DKG (Köln)

Gesamtbeurteilung der Oberprima 1950

Klassencharakteristik

Die jetzt zur Reifeprüfung heranstehende Klasse ist erst 1946 aus drei verschiedenen Klassen zusammengestellt worden. Die Verschiedenheit des schulischen Entwicklungsganges macht sich heute noch stark bemerkbar. Dazu kommen die Unterschiede in der Begabungslage: etwa die Hälfte der Klasse besitzt eine feststellbare theoretische Begabung. Die andere Hälfte verdankt die Versetzung nach Oberprima eher ihrem grossen Fleiss. Die Klasse zählt nur wenige überdurchschnittliche Begabungen. Wie schwer ihr im ganzen der Weg nach Oberprima gefallen ist, erhellt daraus, dass sie bei der Versetzung nach Oberprima sich um sechs Schüler verringerte.

Das geistige Leben der Klasse ist vorherrschend durch Rezeptivität bestimmt. Ein stärkerer geistiger Elan ist nur bei einem Drittel vorhanden. Die meisten Schüler haben infolge der sozialen Stellung ihrer Eltern sehr stark unter den vergangenen Notjahren gelitten; bei allen fielen entscheidende Jahre der Pubertät in die schwerste Zeit des Krieges.

Dennoch zeichnet sich die Klasse besonders seit Unterprima durch zunehmendes Bemühen, reifen Ernst und Arbeitswilligkeit aus. Die Schüler setzen im allgemeinen alles daran, das gesteckte Ziel zu erreichen. Bei nicht wenigen geht das soweit, dass sie bis an die Grenze ihrer Leistungsfähigkeit auch die Zeit ausserhalb des Unterrichts für die Arbeit in der Schule verwenden, sei es, um in eigner Arbeit die in der Schule empfangenen Anregungen für den Unterricht und das persönliche Wachstum zu vertiefen, sei es, um durch Ausfüllung der Lücken aus der Kriegszeit sich auf dem Klassenstand zu halten. Die Ehrfurcht vor den geistigen Werten ists bei allen wirksam. Die charakterliche Haltung der 18 Oberprimaner ist einwandfrei. Man kann sagen, dass sich alle um die Verwirklichung sittlicher Ordnung in ihrem Leben redlich bemühen. Es ist zu erwarten, dass sie in ihrem weiteren Werdegang zu gefestigten Charakteren heranwachsen.

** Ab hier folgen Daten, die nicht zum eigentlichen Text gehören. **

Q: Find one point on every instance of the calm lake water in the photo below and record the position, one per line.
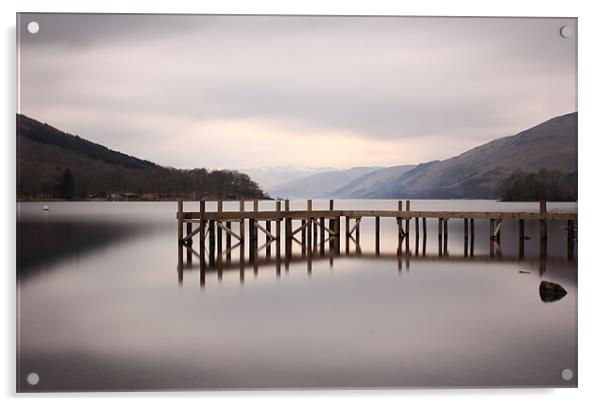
(103, 306)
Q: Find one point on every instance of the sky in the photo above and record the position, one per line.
(248, 91)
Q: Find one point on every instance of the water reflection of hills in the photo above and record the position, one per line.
(43, 244)
(217, 266)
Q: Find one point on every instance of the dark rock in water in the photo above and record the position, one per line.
(551, 292)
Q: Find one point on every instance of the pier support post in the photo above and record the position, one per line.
(180, 221)
(440, 235)
(202, 234)
(407, 229)
(465, 237)
(357, 234)
(570, 239)
(377, 235)
(400, 231)
(332, 225)
(445, 235)
(188, 243)
(220, 208)
(347, 235)
(521, 238)
(472, 237)
(211, 242)
(278, 226)
(288, 229)
(228, 241)
(543, 229)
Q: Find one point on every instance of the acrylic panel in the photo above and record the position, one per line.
(267, 202)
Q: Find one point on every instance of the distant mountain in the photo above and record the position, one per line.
(269, 177)
(478, 173)
(54, 164)
(319, 185)
(370, 183)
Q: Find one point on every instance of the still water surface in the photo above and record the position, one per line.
(102, 306)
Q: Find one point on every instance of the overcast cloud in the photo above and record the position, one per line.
(244, 91)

Bis auf zwei wollen nach Ablegung der Reifeprüfung alle ein akademisches Studium beginnen.

Vorschläge für den deutschen Aufsatz der Reifeprüfung 1950

1.) Wie läßt sich aus der Geschichte erweisen, daß Ideen stärker sind als die ihnen entgegenstehende politische Wirklichkeit?

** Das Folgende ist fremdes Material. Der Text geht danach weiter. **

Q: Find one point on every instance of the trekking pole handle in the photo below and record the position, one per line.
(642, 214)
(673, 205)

2.) Weshalb ist die Bildung einer westeuropäischen Union eine notwendige Aufgabe?

3.) Haben kontemplative Orden auch in unserer Zeit noch eine Bedeutung?

 

Die Themen 1 und 2 verlangen beide die Fähigkeit zu politisch-geschichtlichem Denken. Es fehlt ein Thema, das die Stellungnahme zu einer literarischen oder allgemein künstlerischen Frage erfordert oder die Arbeit an einem literarischen Text. Ich bitte, Thema 1 oder 2 ersetzen zu wollen.

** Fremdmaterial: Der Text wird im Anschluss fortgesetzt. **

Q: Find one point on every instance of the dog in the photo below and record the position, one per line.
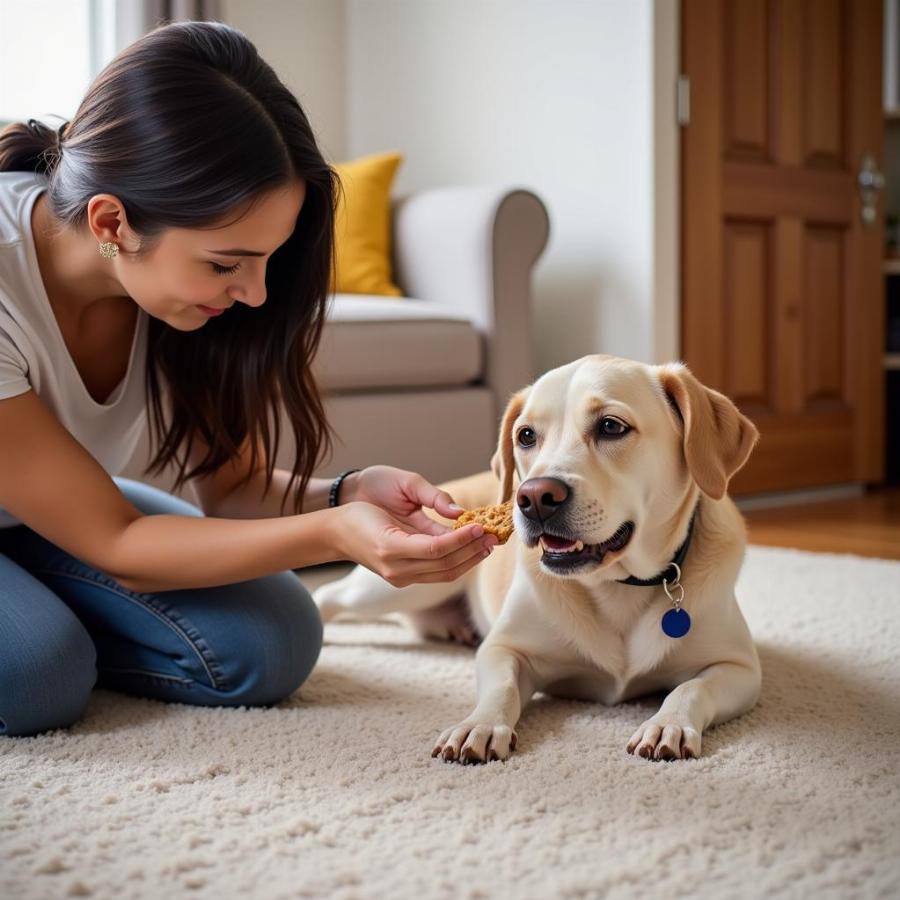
(624, 535)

An Stelle des 2. Themas wird vorgeschlagen:

Der Gestaltbegriff in Goethes Gedicht „Die Metamorphose der Tiere“.


Beuurteilung

Schüler H.

Sein Vater ist schon früh gestorben. Er lebt mit der Mutter allein, die eine Zahnpraxis ausübt. Seine Entwicklung ist wesentlich bestimmt durch die Konversion seiner Eltern vom lutherischen zum katholischen Glauben. In diesem sieht auch er die bestimmende Mitte seines Lebens. Das ging soweit, dass er, da er in den Schulfächern keinen unmittelbaren Bezug entdeckte, hier nicht mehr als seine Pflicht tat und seine Zeit und Kraft darauf wandte, sich mit weltanschaulichen und religiösen Fragen auseinanderzusetzen.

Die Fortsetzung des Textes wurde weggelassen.